In spite of having a ring of truth to it, his Russian brand of humor did not amuse representatives of other chilly northern latitudes, such as Norway’s Environment Minister Boerge Brende or his Canadian counterpart, David Anderson.
Brende said, “Climate change is the biggest and most serious environmental threat we face. In Norway, it will lead to much more extreme weather. It could, in the extreme, weaken the Gulf Stream [referring to the warm ocean current that moderates Western Europe’s weather].”
Anderson noted that Canadian Arctic indigenous people were seeing “weather conditions that even the oldest residents have never known and have no tradition of in their historical oral records.”
He added, “The Permafrost will thaw and big parts of Russia will become uninhabitable.”
I’d like to have had the opportunity to hear Putin’s belly-splitting response to that one, since he seemed to be on a roll.
Then there was Italy’s power failure, which left nearly all of that country’s 57 million people in the dark–fortunately on a weekend night. The majority of the outage was restored within about 8 hours.
The blame was lobbed at Switzerland and France. Initial findings suggested that storms may have resulted in a tree branch falling onto power lines in Switzerland, which then started a chain reaction by overloading another Swiss line and knocking out power from French lines into Italy. Switzerland and France blamed Italy for failing to react quickly enough, while Italian officials said they were given only four seconds to respond.

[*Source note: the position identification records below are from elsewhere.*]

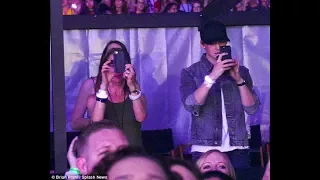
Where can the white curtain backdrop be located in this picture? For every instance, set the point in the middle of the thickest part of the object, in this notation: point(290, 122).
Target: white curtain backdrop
point(158, 55)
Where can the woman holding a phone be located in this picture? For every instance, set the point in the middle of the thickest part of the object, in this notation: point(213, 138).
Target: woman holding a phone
point(118, 95)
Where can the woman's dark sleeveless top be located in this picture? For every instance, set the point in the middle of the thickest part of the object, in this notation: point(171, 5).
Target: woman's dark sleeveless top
point(123, 115)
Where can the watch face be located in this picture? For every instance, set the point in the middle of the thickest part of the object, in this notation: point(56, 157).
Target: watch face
point(135, 92)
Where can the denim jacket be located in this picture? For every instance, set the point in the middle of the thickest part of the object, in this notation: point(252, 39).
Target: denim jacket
point(206, 126)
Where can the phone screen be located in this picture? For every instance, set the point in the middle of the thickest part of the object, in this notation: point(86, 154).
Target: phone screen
point(119, 61)
point(226, 49)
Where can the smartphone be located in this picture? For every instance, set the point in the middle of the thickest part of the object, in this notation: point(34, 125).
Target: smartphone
point(119, 61)
point(73, 6)
point(226, 49)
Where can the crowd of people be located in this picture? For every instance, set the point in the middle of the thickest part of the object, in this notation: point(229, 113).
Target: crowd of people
point(216, 90)
point(103, 7)
point(102, 149)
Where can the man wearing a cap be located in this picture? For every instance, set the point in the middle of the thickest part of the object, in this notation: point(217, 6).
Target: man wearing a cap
point(217, 93)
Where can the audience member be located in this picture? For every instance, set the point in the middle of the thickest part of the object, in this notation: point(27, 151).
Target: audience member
point(185, 6)
point(215, 175)
point(78, 120)
point(218, 93)
point(141, 7)
point(184, 169)
point(215, 160)
point(132, 163)
point(266, 175)
point(89, 8)
point(196, 6)
point(104, 7)
point(171, 8)
point(94, 142)
point(119, 7)
point(119, 97)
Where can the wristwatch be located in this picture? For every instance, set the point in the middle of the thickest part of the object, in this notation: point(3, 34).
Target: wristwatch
point(135, 91)
point(241, 84)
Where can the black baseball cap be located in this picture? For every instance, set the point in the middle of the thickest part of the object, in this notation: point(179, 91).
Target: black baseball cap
point(213, 31)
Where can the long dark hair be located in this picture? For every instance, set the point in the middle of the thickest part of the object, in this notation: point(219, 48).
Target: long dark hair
point(102, 61)
point(104, 58)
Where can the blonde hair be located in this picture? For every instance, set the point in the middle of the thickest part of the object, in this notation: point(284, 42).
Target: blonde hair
point(204, 156)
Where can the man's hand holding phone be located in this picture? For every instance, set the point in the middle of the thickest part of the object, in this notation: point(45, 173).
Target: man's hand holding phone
point(130, 75)
point(221, 66)
point(107, 73)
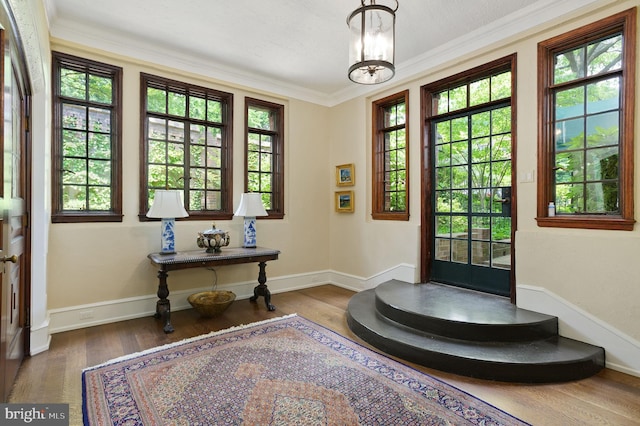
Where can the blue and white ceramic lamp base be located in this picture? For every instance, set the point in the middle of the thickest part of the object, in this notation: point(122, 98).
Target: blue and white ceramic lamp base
point(168, 236)
point(249, 232)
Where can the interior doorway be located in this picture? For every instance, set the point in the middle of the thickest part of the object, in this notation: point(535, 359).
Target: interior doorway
point(468, 193)
point(15, 199)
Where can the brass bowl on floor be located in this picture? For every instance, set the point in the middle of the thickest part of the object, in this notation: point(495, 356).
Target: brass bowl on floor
point(211, 303)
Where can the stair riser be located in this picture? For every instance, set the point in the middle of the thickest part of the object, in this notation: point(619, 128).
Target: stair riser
point(506, 372)
point(469, 331)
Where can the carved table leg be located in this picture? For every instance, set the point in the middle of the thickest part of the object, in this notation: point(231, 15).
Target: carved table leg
point(163, 306)
point(262, 290)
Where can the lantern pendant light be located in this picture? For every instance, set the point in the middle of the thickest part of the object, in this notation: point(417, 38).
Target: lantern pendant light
point(372, 43)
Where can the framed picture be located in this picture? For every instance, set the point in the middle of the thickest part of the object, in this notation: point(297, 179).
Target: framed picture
point(344, 201)
point(345, 175)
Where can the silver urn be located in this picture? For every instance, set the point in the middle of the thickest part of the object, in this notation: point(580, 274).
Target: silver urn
point(213, 239)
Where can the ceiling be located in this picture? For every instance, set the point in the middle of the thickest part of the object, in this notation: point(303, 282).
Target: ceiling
point(296, 48)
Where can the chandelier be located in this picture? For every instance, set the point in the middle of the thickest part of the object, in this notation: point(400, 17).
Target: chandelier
point(372, 43)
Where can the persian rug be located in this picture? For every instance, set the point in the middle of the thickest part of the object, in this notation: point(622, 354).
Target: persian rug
point(284, 371)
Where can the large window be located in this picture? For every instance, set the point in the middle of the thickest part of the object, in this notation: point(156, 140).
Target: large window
point(586, 134)
point(87, 178)
point(265, 153)
point(186, 145)
point(391, 158)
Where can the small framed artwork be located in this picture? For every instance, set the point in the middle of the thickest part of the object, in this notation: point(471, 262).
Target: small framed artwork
point(345, 175)
point(344, 201)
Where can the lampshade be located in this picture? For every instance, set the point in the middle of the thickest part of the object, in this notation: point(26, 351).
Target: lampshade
point(372, 43)
point(167, 204)
point(251, 205)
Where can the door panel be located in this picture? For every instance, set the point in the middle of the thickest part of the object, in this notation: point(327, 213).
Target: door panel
point(468, 212)
point(472, 199)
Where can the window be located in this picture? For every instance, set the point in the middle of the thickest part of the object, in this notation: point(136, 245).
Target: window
point(87, 177)
point(264, 158)
point(186, 145)
point(586, 125)
point(391, 158)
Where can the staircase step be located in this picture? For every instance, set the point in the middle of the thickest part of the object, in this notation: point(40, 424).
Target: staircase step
point(541, 360)
point(453, 312)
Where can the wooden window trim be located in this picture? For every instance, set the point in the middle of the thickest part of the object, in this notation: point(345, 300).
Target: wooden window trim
point(58, 215)
point(226, 213)
point(377, 120)
point(624, 22)
point(508, 63)
point(277, 209)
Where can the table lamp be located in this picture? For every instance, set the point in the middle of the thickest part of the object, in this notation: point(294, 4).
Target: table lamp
point(250, 207)
point(167, 205)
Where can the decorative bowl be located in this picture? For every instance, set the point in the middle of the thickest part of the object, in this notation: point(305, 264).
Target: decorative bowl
point(211, 303)
point(213, 239)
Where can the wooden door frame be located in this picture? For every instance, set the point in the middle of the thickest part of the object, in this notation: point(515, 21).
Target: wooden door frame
point(426, 166)
point(12, 38)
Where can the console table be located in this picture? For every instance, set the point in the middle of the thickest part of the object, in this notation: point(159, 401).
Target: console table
point(202, 259)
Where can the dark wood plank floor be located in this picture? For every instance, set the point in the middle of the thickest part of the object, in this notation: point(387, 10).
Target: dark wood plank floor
point(609, 398)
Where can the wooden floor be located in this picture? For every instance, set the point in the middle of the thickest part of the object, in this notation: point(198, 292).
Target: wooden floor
point(609, 398)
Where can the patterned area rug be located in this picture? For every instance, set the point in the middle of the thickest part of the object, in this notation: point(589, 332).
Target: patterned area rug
point(284, 371)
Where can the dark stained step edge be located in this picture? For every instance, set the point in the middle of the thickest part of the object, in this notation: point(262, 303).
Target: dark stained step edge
point(468, 330)
point(546, 372)
point(542, 327)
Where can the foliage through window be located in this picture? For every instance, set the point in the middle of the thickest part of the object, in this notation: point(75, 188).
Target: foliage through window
point(587, 124)
point(186, 145)
point(265, 154)
point(391, 158)
point(87, 176)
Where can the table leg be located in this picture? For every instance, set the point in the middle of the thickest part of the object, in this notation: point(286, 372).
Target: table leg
point(261, 289)
point(163, 306)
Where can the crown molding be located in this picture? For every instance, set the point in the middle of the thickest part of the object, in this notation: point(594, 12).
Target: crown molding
point(539, 15)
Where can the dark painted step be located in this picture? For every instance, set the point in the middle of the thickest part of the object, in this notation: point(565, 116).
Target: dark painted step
point(539, 360)
point(453, 312)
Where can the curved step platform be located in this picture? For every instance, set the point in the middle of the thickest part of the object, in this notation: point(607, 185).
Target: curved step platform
point(469, 333)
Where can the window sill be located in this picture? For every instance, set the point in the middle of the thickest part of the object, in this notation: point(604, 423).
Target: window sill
point(613, 223)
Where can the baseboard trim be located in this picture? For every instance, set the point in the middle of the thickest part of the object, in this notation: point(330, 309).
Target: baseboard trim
point(622, 351)
point(40, 337)
point(89, 315)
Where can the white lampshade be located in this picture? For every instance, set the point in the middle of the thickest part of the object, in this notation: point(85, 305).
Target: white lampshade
point(167, 204)
point(251, 205)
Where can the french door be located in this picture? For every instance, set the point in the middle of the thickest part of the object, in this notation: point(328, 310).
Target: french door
point(469, 224)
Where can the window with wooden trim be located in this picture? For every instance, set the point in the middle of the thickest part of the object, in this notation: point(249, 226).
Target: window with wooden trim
point(586, 106)
point(86, 164)
point(186, 146)
point(264, 149)
point(391, 157)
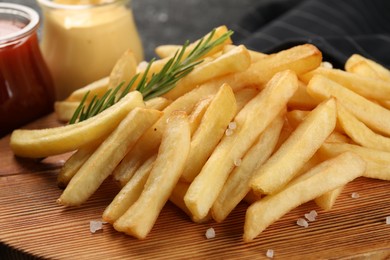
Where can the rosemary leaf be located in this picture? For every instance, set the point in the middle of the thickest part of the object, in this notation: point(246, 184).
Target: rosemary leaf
point(156, 84)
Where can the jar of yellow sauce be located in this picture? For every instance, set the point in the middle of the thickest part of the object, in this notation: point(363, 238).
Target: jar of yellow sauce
point(82, 40)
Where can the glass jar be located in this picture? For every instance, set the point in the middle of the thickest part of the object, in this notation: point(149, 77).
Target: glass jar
point(82, 42)
point(26, 88)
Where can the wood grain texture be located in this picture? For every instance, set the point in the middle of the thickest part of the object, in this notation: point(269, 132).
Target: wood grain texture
point(32, 222)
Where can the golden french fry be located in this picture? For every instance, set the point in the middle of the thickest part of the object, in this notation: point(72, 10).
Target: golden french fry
point(295, 117)
point(159, 64)
point(378, 162)
point(362, 66)
point(370, 113)
point(65, 109)
point(235, 60)
point(327, 200)
point(124, 70)
point(129, 193)
point(107, 156)
point(158, 103)
point(299, 147)
point(236, 186)
point(359, 132)
point(301, 99)
point(266, 105)
point(325, 177)
point(164, 51)
point(139, 219)
point(255, 55)
point(74, 163)
point(243, 96)
point(177, 198)
point(210, 131)
point(367, 87)
point(45, 142)
point(148, 143)
point(97, 88)
point(299, 59)
point(197, 113)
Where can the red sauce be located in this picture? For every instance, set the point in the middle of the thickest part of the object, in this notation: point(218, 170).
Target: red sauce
point(26, 88)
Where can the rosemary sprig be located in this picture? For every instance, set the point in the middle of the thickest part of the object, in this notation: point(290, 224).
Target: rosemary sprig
point(158, 84)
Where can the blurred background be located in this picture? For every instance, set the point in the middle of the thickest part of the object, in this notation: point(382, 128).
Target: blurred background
point(175, 21)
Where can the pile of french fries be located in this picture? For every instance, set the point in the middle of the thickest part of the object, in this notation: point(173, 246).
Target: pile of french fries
point(275, 131)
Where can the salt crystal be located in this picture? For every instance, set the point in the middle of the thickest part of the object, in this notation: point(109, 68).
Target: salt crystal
point(232, 125)
point(270, 253)
point(302, 222)
point(95, 225)
point(228, 132)
point(311, 216)
point(327, 65)
point(210, 233)
point(162, 17)
point(355, 195)
point(237, 162)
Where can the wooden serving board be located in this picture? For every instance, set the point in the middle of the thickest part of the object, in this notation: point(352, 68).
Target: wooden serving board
point(32, 222)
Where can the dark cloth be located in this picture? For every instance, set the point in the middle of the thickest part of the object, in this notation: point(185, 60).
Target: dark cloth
point(339, 28)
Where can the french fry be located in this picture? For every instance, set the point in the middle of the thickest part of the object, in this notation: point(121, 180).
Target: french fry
point(197, 113)
point(177, 198)
point(300, 146)
point(129, 193)
point(301, 99)
point(295, 117)
point(148, 143)
point(210, 131)
point(157, 65)
point(65, 109)
point(107, 156)
point(325, 177)
point(243, 96)
point(251, 197)
point(359, 132)
point(139, 219)
point(237, 185)
point(378, 162)
point(367, 87)
point(360, 65)
point(299, 59)
point(74, 163)
point(370, 113)
point(158, 103)
point(235, 60)
point(266, 105)
point(168, 50)
point(46, 142)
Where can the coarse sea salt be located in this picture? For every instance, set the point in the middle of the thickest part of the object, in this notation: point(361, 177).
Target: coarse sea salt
point(311, 216)
point(302, 222)
point(270, 253)
point(355, 195)
point(210, 233)
point(95, 225)
point(237, 162)
point(232, 125)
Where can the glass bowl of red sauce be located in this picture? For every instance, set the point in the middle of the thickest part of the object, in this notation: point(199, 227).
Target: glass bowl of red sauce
point(26, 86)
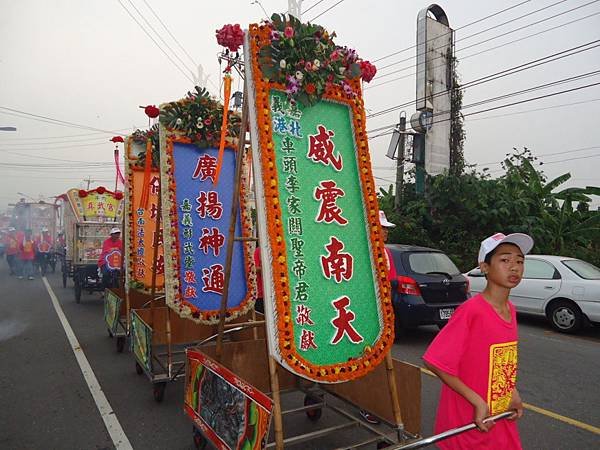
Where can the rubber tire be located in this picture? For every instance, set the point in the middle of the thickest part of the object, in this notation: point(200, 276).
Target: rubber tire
point(158, 390)
point(200, 441)
point(120, 343)
point(567, 312)
point(313, 414)
point(77, 287)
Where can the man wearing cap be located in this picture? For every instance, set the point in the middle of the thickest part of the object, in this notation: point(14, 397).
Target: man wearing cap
point(11, 245)
point(111, 258)
point(475, 354)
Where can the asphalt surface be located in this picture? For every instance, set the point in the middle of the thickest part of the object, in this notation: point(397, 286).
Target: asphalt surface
point(46, 403)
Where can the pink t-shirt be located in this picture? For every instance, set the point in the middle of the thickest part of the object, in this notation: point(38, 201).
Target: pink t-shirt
point(480, 348)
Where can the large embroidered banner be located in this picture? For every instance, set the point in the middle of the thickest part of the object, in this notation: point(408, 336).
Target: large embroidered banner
point(142, 194)
point(197, 213)
point(327, 301)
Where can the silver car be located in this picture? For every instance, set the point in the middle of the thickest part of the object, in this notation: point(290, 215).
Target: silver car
point(564, 290)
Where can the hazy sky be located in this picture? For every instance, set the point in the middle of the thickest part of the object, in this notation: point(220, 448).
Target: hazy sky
point(89, 63)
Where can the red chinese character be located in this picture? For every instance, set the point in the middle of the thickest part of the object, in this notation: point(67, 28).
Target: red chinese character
point(190, 277)
point(303, 315)
point(343, 322)
point(214, 241)
point(190, 292)
point(214, 279)
point(160, 265)
point(337, 264)
point(307, 340)
point(328, 192)
point(206, 167)
point(321, 148)
point(209, 205)
point(154, 185)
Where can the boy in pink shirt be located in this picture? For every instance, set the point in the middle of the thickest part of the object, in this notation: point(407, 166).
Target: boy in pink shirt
point(475, 354)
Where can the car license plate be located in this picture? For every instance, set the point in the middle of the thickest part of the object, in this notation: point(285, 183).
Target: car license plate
point(445, 313)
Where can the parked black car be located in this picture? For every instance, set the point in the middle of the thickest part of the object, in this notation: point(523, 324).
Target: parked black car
point(428, 286)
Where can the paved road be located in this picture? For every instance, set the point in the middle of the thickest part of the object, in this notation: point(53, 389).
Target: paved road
point(47, 403)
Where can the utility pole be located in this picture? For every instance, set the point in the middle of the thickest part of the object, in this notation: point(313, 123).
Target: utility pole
point(400, 160)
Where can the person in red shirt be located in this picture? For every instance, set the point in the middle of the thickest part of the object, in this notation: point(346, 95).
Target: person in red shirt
point(11, 245)
point(26, 255)
point(111, 258)
point(475, 354)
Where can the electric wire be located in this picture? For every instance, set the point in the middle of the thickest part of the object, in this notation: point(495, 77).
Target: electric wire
point(156, 43)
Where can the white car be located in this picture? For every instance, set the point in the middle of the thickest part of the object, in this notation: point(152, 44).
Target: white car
point(564, 290)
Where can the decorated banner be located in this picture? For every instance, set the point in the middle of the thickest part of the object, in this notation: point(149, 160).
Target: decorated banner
point(96, 205)
point(141, 341)
point(143, 190)
point(197, 213)
point(112, 311)
point(327, 301)
point(232, 414)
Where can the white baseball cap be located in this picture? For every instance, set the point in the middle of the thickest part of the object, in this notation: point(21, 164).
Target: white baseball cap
point(521, 240)
point(383, 220)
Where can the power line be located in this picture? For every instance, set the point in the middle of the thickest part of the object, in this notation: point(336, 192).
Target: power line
point(328, 9)
point(501, 74)
point(464, 26)
point(482, 51)
point(501, 34)
point(156, 43)
point(170, 34)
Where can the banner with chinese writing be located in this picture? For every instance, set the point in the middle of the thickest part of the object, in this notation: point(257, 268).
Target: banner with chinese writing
point(231, 413)
point(197, 213)
point(327, 301)
point(143, 190)
point(96, 205)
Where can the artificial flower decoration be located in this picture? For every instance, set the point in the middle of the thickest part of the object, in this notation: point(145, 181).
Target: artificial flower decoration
point(152, 111)
point(305, 60)
point(230, 36)
point(199, 117)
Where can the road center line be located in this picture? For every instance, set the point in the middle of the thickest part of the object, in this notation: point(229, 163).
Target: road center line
point(545, 412)
point(106, 412)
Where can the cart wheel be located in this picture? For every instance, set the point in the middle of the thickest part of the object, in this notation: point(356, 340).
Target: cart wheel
point(199, 440)
point(120, 344)
point(312, 414)
point(159, 391)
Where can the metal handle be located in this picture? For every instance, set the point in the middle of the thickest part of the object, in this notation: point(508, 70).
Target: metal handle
point(453, 432)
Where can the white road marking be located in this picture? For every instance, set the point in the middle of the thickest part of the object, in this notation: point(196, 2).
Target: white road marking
point(106, 412)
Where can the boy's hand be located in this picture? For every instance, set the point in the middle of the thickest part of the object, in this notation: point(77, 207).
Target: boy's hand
point(517, 404)
point(481, 412)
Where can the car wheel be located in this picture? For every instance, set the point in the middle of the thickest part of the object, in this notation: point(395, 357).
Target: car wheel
point(565, 316)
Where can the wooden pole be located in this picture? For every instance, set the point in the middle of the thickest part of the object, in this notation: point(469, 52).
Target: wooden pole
point(278, 420)
point(232, 223)
point(391, 375)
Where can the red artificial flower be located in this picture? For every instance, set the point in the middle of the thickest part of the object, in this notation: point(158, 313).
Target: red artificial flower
point(152, 111)
point(367, 70)
point(230, 36)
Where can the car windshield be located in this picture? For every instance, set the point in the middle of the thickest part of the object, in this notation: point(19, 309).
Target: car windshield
point(585, 270)
point(432, 262)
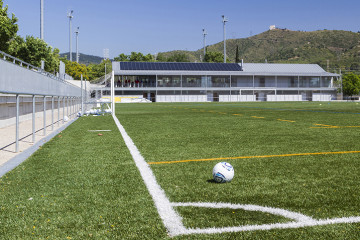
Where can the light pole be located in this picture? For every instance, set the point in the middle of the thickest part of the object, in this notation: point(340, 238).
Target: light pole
point(42, 19)
point(224, 21)
point(70, 16)
point(77, 45)
point(204, 34)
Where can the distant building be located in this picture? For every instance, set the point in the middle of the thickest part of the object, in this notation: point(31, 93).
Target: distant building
point(223, 82)
point(272, 27)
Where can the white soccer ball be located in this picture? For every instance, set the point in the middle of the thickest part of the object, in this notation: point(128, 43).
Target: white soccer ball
point(223, 172)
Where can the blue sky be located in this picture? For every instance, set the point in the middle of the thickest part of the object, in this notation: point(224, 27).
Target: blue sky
point(151, 26)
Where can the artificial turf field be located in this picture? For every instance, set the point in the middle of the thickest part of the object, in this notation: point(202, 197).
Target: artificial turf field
point(302, 157)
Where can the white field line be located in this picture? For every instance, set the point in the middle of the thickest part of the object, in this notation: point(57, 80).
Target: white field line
point(301, 220)
point(99, 130)
point(173, 222)
point(170, 218)
point(275, 226)
point(276, 211)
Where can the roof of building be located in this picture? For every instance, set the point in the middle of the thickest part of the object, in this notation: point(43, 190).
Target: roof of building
point(272, 69)
point(179, 66)
point(282, 68)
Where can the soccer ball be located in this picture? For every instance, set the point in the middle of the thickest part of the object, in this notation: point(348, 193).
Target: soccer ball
point(223, 172)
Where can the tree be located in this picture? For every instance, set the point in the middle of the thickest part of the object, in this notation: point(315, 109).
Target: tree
point(178, 57)
point(237, 58)
point(34, 50)
point(214, 57)
point(96, 71)
point(351, 84)
point(122, 58)
point(75, 70)
point(161, 57)
point(8, 28)
point(135, 57)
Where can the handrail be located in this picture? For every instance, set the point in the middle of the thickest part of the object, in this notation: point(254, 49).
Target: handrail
point(21, 63)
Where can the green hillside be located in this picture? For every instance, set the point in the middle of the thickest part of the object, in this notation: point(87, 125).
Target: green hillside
point(338, 49)
point(84, 58)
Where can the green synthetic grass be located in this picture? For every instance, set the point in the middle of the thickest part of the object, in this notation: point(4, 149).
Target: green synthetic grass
point(78, 186)
point(320, 186)
point(85, 186)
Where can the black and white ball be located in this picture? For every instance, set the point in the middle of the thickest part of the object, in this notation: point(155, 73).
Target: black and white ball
point(223, 172)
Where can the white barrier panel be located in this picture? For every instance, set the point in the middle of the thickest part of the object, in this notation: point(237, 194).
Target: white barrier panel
point(16, 79)
point(321, 97)
point(181, 98)
point(287, 98)
point(237, 98)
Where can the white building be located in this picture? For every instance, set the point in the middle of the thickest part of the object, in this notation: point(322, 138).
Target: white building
point(224, 82)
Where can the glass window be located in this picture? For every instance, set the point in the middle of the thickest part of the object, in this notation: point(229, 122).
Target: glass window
point(191, 81)
point(169, 81)
point(241, 81)
point(218, 81)
point(314, 81)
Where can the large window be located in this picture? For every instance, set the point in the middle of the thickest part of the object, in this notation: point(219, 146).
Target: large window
point(218, 81)
point(169, 81)
point(325, 82)
point(191, 81)
point(264, 81)
point(135, 81)
point(314, 81)
point(242, 81)
point(288, 82)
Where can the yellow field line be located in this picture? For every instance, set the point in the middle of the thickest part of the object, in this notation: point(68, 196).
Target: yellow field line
point(285, 120)
point(249, 157)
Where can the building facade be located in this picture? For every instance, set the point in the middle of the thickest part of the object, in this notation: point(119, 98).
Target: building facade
point(223, 82)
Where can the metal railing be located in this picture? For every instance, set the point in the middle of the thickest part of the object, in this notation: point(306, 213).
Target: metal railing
point(20, 78)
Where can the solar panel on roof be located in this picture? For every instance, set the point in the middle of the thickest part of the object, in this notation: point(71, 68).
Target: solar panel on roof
point(179, 66)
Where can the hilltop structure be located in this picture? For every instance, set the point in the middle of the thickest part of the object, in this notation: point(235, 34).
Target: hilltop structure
point(222, 82)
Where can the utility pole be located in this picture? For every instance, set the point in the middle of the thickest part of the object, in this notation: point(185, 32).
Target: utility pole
point(224, 21)
point(204, 34)
point(77, 45)
point(42, 19)
point(70, 16)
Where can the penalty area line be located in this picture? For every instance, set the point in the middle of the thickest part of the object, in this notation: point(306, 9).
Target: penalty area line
point(172, 221)
point(249, 157)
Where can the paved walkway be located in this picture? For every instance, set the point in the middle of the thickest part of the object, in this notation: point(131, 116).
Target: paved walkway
point(8, 134)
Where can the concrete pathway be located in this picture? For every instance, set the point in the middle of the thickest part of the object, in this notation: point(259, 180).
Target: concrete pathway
point(8, 134)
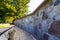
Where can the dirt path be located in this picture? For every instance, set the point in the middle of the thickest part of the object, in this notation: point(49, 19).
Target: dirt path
point(22, 35)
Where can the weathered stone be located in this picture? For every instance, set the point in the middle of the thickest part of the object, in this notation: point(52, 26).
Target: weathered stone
point(55, 28)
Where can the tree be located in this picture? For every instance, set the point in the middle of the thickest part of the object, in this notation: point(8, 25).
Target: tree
point(12, 9)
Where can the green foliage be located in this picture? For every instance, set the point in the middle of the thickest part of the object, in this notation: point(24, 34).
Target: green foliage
point(12, 9)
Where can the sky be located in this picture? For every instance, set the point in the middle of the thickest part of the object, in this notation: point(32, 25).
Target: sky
point(34, 4)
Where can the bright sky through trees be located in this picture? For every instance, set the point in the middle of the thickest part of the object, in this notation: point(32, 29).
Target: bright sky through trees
point(34, 4)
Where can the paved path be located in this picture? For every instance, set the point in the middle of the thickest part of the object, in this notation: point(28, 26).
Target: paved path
point(22, 35)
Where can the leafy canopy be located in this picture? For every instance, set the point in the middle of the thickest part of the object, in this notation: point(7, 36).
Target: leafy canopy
point(12, 9)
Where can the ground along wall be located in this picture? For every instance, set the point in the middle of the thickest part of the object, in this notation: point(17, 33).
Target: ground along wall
point(41, 21)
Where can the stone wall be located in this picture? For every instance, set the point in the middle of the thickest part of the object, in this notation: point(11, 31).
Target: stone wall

Paolo Scaroni, CEO of Italian utility company ENEL, said that nuclear power imports from France are cheaper than energy production in Italy. Its imports can account for 17 percent of the country’s power during the day, rising to 30 percent at night. Anti-trust restrictions, according to Scaroni, limit the amount of energy ENEL can produce, currently 50 percent of its capacity.
Watch for scrutiny of Italy’s reliance on imported power and debates about the effects of Europe’s deregulated electric industry.
I was amused when I heard a National Public Radio report refer to one of the most-often voiced complaints during the blackout: Espresso was unavailable.
And certainly, any that was available must have been getting cold as the blame game heated up.
Finally, how could this commentary not include mention of the California gubernatorial recall? Arnold Schwarzenegger? (Don’t you wonder how he would have handled the California energy crisis?)
I’m not suggesting he’s the least qualified by any means. Of the 135 governor wannabes, you’ve probably seen a sampling of the oddities flash across your TV screen, without any kind of parental warnings, in snippets of news updates or during the Jay Leno show. He had about 90 of the motley crew on his show one night–fortunately on one late night when children were safely tucked away in their beds.
The Sacramento Bee recently reported that Schwarzenegger said he’ll make up for what he lacks in experience with his ability to lead the state.
“I don’t have the experience to create the biggest budget deficit in the history of the state of California,” he said on one radio show. “What I do have experience in is leading. I can go up there and clean up the mess.”
The recall vote will have been held by the time you read this. October 7 is the day Californians cast their votes. At press time, a CNN/USA Today/Gallup poll showed 63 percent of probable voters surveyed said they would vote yes on recalling Davis. In a separate vote to choose a replacement for Davis, Schwarzenegger was the choice of 40 percent of respondents.
Sometimes, the best coping mechanism or anti-stress tactic is to hang on to your sense of humor. Remember: He who laughs last, thinks slowest.
Pam Boschee, Managing Editor
Editor’s note: In Tony Sleva’s article “Can electrical subsystems prevent the next big blackout?” (Sept. 2003, pg. 5) the denominator in the equations should be “system impedance.” Also, in equations 1 & 2, “general” should read “generator.”